Employers More Confident of Continuing Health Care Coverage in 2014, Survey Finds
By Sean Forbes
More than two-thirds of employers with a health care plan indicated in a March survey that they will continue to offer coverage for all full-time employees in 2014, a big jump from last year, the International Foundation of Employee Benefit Plans said May 16.
The percentage of single employers that currently have plans that said they “definitely will” continue to offer coverage next year–when the health care exchanges and the employer shared-responsibility requirements under the Affordable Care Act go into effect–jumped more than 20 points, from 46.2 percent in 2012 to 68.5 percent this year, according to the results of the IFEBP survey.
An additional 25 percent of employers said they are “very likely” to continue offering coverage, IFEBP said in the survey report, 2013 Employer-Sponsored Health Care: ACA’s Impact. The share of employers that said they were “somewhat likely,” “somewhat unlikely,” or “very unlikely” to continue coverage or “definitely won’t” continue coverage also dropped, but “it seems from the data that more respondents are making up their mind to continue coverage,” Brenda Hofmann, senior communications associate at IFEBP, told BNA May 16. “More respondents moved from the other choices to ‘definitely will’ continue coverage,” she said.

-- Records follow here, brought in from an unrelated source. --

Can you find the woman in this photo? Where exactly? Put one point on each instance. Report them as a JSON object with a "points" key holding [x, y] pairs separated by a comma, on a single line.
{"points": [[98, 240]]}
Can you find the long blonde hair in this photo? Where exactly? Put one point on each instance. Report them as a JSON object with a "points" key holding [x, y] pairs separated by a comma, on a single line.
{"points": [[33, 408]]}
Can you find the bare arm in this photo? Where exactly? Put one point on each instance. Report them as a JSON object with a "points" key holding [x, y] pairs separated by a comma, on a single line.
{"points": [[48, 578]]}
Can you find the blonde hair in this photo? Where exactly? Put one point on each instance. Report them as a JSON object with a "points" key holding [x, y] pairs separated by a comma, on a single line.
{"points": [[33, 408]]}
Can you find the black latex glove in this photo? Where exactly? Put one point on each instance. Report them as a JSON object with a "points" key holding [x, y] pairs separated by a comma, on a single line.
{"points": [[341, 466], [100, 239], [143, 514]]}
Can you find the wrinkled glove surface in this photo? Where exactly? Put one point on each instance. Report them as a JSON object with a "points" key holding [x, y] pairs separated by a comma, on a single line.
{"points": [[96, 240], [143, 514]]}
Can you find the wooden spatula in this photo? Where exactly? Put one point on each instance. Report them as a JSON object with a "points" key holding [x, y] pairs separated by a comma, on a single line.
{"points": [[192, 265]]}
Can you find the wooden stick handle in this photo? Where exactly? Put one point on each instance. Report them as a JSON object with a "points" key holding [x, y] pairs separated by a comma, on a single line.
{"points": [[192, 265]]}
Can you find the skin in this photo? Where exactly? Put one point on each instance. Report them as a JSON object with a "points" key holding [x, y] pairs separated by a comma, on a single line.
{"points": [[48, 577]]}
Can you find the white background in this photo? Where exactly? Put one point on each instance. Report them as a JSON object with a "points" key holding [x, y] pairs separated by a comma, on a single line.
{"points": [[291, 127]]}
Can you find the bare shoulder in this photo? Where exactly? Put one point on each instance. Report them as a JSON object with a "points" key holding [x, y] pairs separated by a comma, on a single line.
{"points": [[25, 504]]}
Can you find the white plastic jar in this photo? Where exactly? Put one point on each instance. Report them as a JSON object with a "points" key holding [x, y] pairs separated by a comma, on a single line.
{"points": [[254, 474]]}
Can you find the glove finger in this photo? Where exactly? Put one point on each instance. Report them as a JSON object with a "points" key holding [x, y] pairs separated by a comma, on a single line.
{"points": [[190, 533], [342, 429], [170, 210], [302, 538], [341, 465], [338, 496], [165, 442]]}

“What’s going on is that employers are now seriously talking to their benefits consultants, their human resources executives, and others about implementing” ACA’s provisions, Timothy S. Jost, a law professor at Washington and Lee University in Lexington, Va., told BNA May 17.

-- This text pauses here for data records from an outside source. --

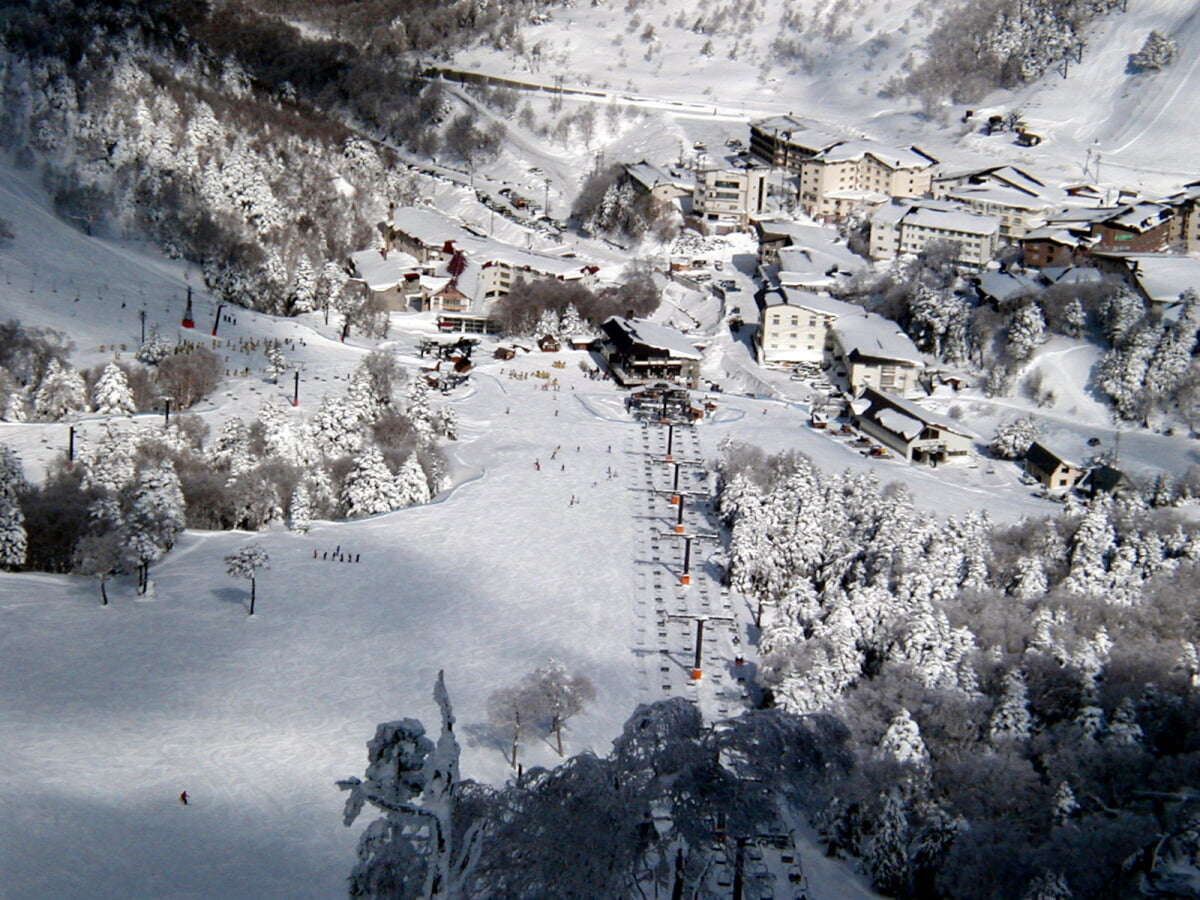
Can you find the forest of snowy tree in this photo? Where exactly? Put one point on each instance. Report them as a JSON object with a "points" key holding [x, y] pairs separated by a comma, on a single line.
{"points": [[131, 487], [1021, 699], [227, 135]]}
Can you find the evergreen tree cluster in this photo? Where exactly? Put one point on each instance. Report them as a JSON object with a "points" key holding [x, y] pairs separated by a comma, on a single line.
{"points": [[39, 383], [361, 454], [1150, 367], [219, 131], [651, 819], [984, 45], [1017, 695]]}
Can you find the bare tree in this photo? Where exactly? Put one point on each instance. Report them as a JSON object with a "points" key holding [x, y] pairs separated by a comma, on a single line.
{"points": [[245, 563]]}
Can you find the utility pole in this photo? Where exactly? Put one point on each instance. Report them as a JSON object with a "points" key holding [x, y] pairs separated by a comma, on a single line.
{"points": [[697, 667], [189, 322]]}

IFEBP also broke out the employers by size to track the likelihood of continuing coverage. The greatest size differentiation occurred among employers with 50 or fewer employees, with none saying they definitely would not continue coverage and 60.8 percent saying they definitely would do so. Only 3.1 percent said they were very unlikely to continue coverage, 5.2 percent somewhat likely, and 23.7 very likely.

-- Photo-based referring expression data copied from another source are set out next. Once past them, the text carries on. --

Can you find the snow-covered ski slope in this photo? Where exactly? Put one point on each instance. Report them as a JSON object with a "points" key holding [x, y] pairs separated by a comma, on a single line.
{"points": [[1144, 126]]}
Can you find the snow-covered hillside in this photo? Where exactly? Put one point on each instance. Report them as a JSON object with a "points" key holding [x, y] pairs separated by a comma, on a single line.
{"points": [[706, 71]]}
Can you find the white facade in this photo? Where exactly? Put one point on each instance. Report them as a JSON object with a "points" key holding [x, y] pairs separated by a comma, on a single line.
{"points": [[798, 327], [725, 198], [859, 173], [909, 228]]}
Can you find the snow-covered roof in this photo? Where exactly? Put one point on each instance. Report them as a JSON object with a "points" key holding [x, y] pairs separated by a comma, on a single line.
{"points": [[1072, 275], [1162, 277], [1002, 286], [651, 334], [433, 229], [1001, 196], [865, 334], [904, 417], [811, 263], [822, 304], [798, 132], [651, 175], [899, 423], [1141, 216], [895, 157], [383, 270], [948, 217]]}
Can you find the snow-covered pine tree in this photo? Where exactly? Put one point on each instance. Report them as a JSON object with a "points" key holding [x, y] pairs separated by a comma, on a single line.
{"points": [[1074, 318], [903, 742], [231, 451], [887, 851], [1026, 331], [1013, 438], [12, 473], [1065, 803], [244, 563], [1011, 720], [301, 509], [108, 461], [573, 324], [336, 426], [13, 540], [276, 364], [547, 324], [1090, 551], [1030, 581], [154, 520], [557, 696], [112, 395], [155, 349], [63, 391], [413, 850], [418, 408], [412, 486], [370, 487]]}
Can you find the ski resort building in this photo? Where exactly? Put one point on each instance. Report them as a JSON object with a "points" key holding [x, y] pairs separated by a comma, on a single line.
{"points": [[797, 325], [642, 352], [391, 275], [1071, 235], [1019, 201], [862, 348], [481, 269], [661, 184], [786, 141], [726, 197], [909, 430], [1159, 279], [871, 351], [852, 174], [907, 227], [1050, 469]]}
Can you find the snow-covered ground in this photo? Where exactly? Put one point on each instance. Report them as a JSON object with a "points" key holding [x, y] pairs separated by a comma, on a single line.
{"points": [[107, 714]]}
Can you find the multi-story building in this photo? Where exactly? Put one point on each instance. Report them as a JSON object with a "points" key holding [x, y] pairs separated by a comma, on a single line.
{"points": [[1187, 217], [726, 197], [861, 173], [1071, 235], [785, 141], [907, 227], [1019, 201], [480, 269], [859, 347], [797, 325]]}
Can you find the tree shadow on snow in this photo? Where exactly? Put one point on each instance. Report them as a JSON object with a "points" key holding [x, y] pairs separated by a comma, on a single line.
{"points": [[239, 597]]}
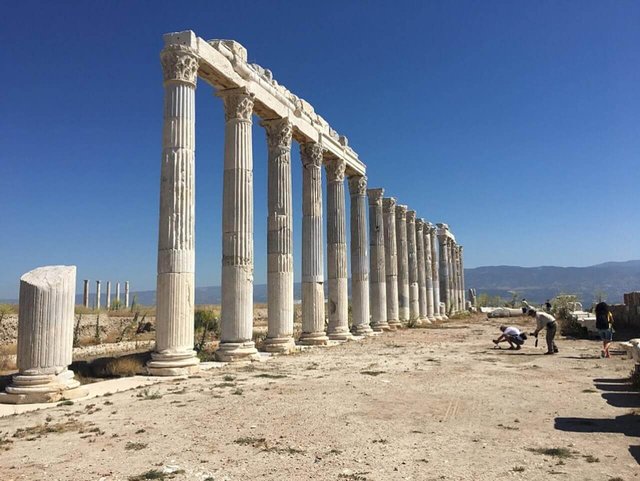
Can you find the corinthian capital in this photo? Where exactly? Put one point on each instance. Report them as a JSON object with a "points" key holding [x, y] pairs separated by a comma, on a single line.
{"points": [[357, 185], [179, 64], [311, 154], [238, 104], [279, 132], [335, 170]]}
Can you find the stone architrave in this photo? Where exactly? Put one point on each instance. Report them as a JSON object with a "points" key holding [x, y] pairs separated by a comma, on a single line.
{"points": [[174, 354], [313, 310], [391, 261], [236, 313], [422, 275], [45, 338], [359, 257], [414, 291], [435, 272], [108, 295], [428, 264], [377, 277], [403, 263], [279, 238], [338, 304]]}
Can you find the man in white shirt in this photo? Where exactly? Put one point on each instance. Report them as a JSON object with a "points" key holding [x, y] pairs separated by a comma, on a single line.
{"points": [[544, 320], [512, 335]]}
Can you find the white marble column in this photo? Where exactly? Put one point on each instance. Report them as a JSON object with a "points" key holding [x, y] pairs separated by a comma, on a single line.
{"points": [[45, 338], [414, 291], [313, 311], [422, 275], [174, 354], [428, 271], [377, 278], [359, 257], [337, 252], [435, 272], [391, 261], [279, 238], [107, 301], [403, 263], [236, 316]]}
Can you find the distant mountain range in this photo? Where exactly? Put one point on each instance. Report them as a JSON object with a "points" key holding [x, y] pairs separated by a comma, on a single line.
{"points": [[611, 279]]}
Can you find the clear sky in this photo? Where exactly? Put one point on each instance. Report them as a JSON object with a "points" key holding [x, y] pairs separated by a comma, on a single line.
{"points": [[516, 122]]}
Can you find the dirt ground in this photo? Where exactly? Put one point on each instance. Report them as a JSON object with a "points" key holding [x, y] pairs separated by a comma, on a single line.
{"points": [[419, 404]]}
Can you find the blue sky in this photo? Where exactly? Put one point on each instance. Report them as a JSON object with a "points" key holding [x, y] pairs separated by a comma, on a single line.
{"points": [[516, 122]]}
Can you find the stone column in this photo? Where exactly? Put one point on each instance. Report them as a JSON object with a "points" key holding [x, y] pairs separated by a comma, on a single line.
{"points": [[428, 271], [422, 275], [174, 354], [359, 257], [377, 281], [337, 252], [97, 302], [391, 261], [45, 338], [403, 263], [236, 341], [279, 238], [435, 272], [85, 294], [108, 299], [313, 329], [414, 291]]}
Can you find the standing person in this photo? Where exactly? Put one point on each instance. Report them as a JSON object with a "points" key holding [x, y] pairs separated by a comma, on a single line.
{"points": [[546, 320], [604, 325]]}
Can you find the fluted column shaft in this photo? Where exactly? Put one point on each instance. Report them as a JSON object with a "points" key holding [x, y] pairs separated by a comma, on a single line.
{"points": [[422, 275], [391, 261], [337, 252], [174, 352], [237, 229], [403, 263], [313, 310], [377, 278], [359, 256], [279, 238]]}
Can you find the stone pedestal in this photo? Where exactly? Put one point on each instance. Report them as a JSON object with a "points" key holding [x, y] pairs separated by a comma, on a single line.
{"points": [[359, 257], [391, 261], [236, 342], [414, 291], [403, 263], [338, 304], [174, 354], [313, 312], [279, 238], [377, 277], [45, 338]]}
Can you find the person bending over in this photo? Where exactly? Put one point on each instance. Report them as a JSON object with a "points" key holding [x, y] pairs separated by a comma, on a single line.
{"points": [[545, 320]]}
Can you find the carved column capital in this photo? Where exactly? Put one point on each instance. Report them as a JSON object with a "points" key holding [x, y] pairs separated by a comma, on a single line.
{"points": [[335, 170], [238, 104], [357, 185], [179, 64]]}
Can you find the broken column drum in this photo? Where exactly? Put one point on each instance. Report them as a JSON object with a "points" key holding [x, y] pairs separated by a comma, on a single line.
{"points": [[45, 338], [279, 238], [377, 278], [338, 306], [359, 256], [313, 310], [174, 354]]}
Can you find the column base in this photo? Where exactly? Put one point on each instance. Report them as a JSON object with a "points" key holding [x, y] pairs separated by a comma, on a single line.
{"points": [[237, 351], [279, 345], [182, 363], [42, 388], [313, 339]]}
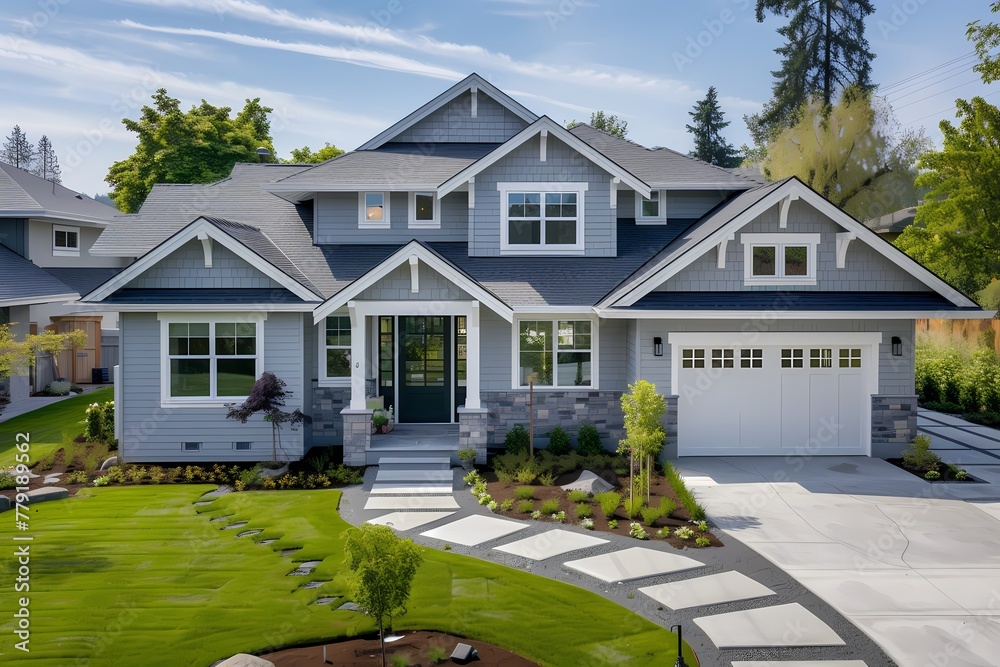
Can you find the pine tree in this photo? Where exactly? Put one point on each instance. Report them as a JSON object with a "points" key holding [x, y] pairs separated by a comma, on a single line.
{"points": [[826, 52], [709, 144], [17, 150], [46, 161]]}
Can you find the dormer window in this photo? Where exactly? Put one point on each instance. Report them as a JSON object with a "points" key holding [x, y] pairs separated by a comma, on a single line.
{"points": [[650, 210], [373, 210]]}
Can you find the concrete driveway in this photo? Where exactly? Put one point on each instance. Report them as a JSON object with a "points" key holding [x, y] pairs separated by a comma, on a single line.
{"points": [[915, 565]]}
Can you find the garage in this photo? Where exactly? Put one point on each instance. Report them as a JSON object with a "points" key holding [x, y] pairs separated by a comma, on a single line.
{"points": [[774, 394]]}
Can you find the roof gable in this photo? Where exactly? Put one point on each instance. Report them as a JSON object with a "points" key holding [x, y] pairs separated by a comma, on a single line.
{"points": [[473, 82]]}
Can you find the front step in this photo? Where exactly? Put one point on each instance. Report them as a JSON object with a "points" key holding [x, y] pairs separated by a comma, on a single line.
{"points": [[414, 463]]}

The employers that said they would continue to offer coverage cited two main reasons for doing so: to retain current employees (70.3 percent) and to attract future talent (65 percent), according to the survey report. Another 37.9 percent said that maintaining and increasing employee satisfaction and loyalty was a driving reason to continue coverage.
IFEBP received 966 responses from human resources and benefits professionals, as well as industry experts, mostly representing employers that currently offer health benefits. The employers were drawn from the databases of IFEBP and the International Society of Certified Employee Benefit Specialists.